E’ stata fissata per il prossimo 10 ottobre, presso la Corte di Appello di Palermo, sez. 3ᵃ, la prima udienza del processo di secondo grado a carico degli imputati nell’Operazione denominata “Alastra”.

Alla sbarra sette degli 11 soggetti implicati nell’inchiesta scattata il 30 giugno del 2020 che portò al fermo di indiziato di delitto emesso dalla Direzione Distrettuale Antimafia di Palermo, ritenute a vario titolo responsabili di associazione mafiosa, estorsione, trasferimento fraudolento di beni, corruzione, atti persecutori, furto aggravato e danneggiamento. Gioacchino Spinnato, difeso dall’avvocato Salvatore Pirrone; Domenico Farinella, difeso dall’avvocato Valerio Vianello Accorretti; Giuseppe Farinella, difeso dagli avvocati Giorgio Vianello Accorretti e Valentina Clementi; Giuseppe Scialabba, assistito dall’avvocato Giorgio D’Agostino; Francesco Rizzuto, assistito dall’avvocato Vincenzo Giambruno; Antonio Alberti, difeso dall’avvocato Giuseppe Francesco Scillia; Mario Venturella, difeso dai legali Domenica La Blasca e Rosaria Di Gregorio.

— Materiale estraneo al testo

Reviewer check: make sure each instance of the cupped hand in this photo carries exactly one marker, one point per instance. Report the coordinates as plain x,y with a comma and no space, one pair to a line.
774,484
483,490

All’esito del processo, con rito abbreviato, lo scorso febbraio, il Tribunale di Palermo aveva inflitto 12 anni a Giuseppe Farinella, figlio di Domenico, detto “Mico” e nipote di Peppino Farinella, capo della famiglia di San Mauro Castelverde e un tempo membro della Commissione mafiosa siciliana. Sei anni al padre Domenico e 16 anni di reclusione a Giuseppe Scialabba. Il castelluccese Antonio Alberti era stato condannato a 10 anni e il tusano Gioacchino Spinnato a 4 anni di carcere, 10 anni per Francesco Rizzuto e 8 anni e 10 mesi per Mario Venturella. Erano stati assolti, per non aver commesso il fatto, Rosario Anzalone e Vincenzo Cintura; perché il fatto non costituisce reato Arianna Forestieri, inveceper Francesca Pullarà il giudice ha ritenuto non doversi procedere per intervenuta prescrizione del reato. Per questi ultimi 4 la Procura ha deciso di non appellarsi.

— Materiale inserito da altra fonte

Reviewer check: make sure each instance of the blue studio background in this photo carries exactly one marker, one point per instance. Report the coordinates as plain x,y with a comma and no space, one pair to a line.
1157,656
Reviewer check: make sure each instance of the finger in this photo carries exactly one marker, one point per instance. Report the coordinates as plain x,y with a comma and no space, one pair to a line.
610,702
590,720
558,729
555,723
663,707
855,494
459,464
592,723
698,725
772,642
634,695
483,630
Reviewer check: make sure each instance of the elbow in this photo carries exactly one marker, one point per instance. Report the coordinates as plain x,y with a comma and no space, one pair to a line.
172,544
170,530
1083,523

Nel blitz dei carabinieri del 30 giugno 2020 finirono sotto inchiesta anche Antonio Giuseppe Dimaggio, assistito dall’avvocato Santo Vincenzo Trovato, e l’ispettore della polizia penitenziaria Giuseppe Rubbino, difeso dall’avvocato Luca Angeleri, i cui reati, in corso di giudizio, con rito ordinario, presso il Tribunale di Termini Imerese. Prossima udienza fissata per il 9 dicembre prossimo.

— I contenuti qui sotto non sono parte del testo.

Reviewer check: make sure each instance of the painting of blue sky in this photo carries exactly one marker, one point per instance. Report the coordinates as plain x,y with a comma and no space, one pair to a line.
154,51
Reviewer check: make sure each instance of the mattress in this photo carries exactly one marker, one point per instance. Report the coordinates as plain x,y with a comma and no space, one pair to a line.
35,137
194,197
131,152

All’udienza saranno presenti anche gli avvocati di parte civile:  il Centro studi Pio La Torre e il Comune di Castel di Lucio, rappresentati dall’avvocato Francesco Cutraro, Sicildustria e i Comuni di Castelbuono e Pollina dall’avvocato Ettore Barcellona, Sos ImpresaRete per la legalità Sicilia, rappresentata dall’avvocato Salvatore Mancuso, Sos Impresa Palermo, dall’avvocato Maria Luisa Martorana, oltre ad alcuni imprenditori parti offese nel procedimento assistiti dagli avvocati Fausto Amato e Angelo Tudisca.